Man: I’d like to buy a fur coat please

Clerk: Sorry sir, this is a pet store

Man: I’d like to buy 200 gerbils please

@TheNYAMProject

Husband: You said you’d work out with me today, but you’re just sitting on the couch.

Me: I’m getting plenty of exercise RUNNING my mouth!

Him: …

Me: …

Him: …

Me: RUNNING my mouth.

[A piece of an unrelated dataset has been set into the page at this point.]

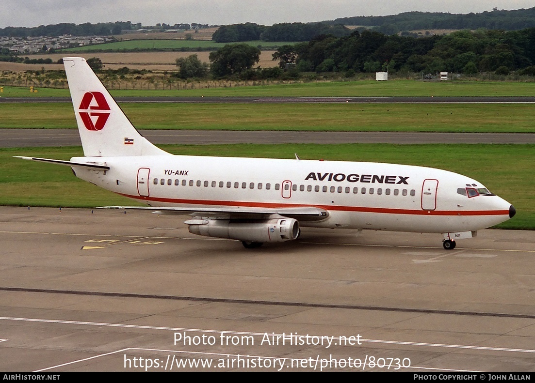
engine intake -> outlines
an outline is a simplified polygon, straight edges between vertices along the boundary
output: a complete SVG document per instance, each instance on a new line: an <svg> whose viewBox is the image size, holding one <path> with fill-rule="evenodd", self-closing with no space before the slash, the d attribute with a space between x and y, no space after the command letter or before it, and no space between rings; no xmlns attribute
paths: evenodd
<svg viewBox="0 0 535 383"><path fill-rule="evenodd" d="M268 220L204 220L186 221L189 232L247 242L285 242L297 238L299 222L293 218Z"/></svg>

You know, like R-

Him: I’m gonna agitate a wasp’s nest and lock you outside

@TheBeerGuy73

The only time that I get sucked in bed is when there’s a mosquito in the room.

@ItsAndyRyan

Interview
Bishop: Do you have any job-related questions?
Vicar: No
Bishop: What about the other Bible chapters?

@KyleSmells

me: [making a chicken salad]

chicken: thanks i love salad

@LurkAtHomeMom

[Interview]

Why do you want this job?

Me: *opens briefcase* I don’t.
*pulls out Snickers*
I just wanted to eat this without my kids around

@KeetPotato

me: jim it was a joke
sheriff: [crying at his desk] w-what
me: there isnt a new sheriff in town, this is just a starfish i stuck to my shirt

@AbbyHasIssues

I can’t remember why I walked into this room, but if you need to know the phone number of my best friend from fourth grade, I’m your gal.